Reputation: 1999
I want to parse a file that is between 300-2,000 words and create lists of words in groups of 1 to n words long. For example, if I had this file:
The fat cat sat on a mat.
The output for 1-2 would be:
# group of words, 1 word length
['The' 'fat' 'cat' 'sat' 'on' 'a' 'mat']
# group of words, 2 word length
[['The', 'fat'], ['fat'], 'cat', ['cat', 'sat'], ['sat', 'on'], ['on', 'a'], ['a', 'mat']]

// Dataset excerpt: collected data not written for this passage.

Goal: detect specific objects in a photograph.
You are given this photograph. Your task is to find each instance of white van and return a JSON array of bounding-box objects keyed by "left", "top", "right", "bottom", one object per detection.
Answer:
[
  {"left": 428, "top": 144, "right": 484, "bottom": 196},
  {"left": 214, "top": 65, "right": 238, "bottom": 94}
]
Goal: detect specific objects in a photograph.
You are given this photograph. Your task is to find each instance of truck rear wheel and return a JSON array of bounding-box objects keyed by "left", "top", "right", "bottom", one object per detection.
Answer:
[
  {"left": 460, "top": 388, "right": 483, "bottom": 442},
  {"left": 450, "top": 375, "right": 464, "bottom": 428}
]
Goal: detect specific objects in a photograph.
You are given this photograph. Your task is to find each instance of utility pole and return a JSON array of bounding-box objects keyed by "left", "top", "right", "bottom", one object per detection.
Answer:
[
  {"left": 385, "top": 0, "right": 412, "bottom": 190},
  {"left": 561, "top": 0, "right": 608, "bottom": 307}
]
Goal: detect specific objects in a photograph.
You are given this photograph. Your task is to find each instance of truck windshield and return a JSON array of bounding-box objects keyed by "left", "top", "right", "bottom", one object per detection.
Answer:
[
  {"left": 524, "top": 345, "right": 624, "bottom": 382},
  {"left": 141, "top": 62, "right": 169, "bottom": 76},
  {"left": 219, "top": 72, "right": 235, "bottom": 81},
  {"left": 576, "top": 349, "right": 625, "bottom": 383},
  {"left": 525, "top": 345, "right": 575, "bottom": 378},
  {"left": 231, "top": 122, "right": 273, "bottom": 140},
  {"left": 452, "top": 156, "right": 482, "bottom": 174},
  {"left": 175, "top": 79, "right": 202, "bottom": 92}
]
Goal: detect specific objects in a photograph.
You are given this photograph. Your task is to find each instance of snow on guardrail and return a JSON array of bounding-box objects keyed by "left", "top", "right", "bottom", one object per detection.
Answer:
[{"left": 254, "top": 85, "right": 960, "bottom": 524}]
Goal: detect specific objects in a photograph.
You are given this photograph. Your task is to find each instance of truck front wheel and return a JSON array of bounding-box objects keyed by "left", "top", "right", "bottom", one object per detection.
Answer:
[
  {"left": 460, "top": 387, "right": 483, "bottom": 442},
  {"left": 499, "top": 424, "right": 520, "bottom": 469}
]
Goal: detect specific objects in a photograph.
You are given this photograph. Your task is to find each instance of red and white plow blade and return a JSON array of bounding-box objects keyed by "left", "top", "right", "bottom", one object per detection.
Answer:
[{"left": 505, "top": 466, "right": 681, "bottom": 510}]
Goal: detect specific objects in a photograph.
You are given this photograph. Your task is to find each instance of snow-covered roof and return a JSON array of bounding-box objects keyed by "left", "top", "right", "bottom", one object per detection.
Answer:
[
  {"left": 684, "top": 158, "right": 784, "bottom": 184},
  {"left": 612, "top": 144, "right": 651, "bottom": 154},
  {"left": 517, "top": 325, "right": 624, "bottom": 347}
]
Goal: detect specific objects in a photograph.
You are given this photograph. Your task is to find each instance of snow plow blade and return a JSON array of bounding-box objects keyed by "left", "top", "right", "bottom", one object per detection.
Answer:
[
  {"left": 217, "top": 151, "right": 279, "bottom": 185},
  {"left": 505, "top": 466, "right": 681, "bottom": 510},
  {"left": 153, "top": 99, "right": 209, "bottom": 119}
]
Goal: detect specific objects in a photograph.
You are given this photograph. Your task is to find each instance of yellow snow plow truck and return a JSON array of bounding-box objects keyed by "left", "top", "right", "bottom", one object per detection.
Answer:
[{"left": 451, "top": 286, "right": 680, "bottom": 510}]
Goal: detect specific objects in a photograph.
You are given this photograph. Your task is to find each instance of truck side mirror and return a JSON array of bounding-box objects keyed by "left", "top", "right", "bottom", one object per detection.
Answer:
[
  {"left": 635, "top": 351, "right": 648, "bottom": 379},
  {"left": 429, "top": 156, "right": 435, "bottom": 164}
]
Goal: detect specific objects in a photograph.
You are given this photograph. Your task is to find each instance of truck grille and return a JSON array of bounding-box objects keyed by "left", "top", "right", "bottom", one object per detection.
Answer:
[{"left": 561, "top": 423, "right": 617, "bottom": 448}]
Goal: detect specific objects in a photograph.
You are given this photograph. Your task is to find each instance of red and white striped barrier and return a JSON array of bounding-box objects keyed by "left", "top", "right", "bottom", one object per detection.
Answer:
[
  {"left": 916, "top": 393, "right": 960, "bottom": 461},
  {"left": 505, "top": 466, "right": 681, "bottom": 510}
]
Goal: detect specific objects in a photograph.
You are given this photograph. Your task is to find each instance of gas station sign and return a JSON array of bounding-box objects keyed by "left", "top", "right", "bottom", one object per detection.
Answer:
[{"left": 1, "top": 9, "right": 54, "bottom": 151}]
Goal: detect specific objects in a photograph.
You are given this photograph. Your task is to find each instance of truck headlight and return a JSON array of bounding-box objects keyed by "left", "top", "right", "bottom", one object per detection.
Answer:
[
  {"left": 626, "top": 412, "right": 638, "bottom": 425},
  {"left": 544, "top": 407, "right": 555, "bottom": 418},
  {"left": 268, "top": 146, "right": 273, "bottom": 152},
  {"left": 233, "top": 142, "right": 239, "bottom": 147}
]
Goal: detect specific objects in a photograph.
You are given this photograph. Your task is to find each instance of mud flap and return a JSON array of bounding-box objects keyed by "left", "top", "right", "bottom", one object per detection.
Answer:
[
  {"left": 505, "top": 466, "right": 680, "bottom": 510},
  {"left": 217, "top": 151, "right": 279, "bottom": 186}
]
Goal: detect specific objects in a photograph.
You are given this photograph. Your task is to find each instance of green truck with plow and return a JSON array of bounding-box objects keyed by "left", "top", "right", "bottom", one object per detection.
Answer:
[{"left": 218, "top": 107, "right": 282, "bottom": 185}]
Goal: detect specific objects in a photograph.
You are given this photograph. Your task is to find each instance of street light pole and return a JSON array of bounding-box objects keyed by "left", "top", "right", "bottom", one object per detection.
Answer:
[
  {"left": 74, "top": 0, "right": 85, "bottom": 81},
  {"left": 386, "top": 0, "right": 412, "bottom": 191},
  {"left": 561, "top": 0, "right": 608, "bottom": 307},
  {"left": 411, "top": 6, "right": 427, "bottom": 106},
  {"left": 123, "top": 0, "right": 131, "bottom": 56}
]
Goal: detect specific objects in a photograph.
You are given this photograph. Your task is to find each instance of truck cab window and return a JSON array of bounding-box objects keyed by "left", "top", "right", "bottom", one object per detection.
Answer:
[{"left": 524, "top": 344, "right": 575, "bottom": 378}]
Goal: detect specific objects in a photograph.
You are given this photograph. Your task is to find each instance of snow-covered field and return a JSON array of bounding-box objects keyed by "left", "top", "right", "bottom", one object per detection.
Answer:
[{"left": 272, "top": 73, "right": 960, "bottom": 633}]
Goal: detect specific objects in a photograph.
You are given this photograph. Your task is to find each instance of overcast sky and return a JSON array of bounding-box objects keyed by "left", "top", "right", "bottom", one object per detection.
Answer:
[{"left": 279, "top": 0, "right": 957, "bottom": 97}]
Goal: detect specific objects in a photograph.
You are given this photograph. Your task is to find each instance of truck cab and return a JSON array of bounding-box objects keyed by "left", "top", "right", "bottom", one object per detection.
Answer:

I'm sure I could write some very inefficient code that could do this but I'm wondering if there is an NLP (or other) library that can do this for me.
Upvotes: 1
Views: 43
Reputation: 5802
In computational linguistics, we call them unigrams, bigrams, trigrams, etc., or n-grams in general. There is an ngrams()
function in the NLTK.
The first thing you need to do is tokenize, e.g., like this:
from nltk.tokenize import word_tokenize
# ['The', 'fat', 'cat', 'sat', 'on', 'a', 'mat', '.']
words = word_tokenize('The fat cat sat on a mat.')
Then you can get the ngrams like so:
from nltk import ngrams
bigrams = list(ngrams(words, 2))
which will give you
[('The', 'fat'), ('fat', 'cat'), ('cat', 'sat'), ('sat', 'on'), ('on', 'a'), ('a', 'mat'), ('mat', '.')]
Upvotes: 4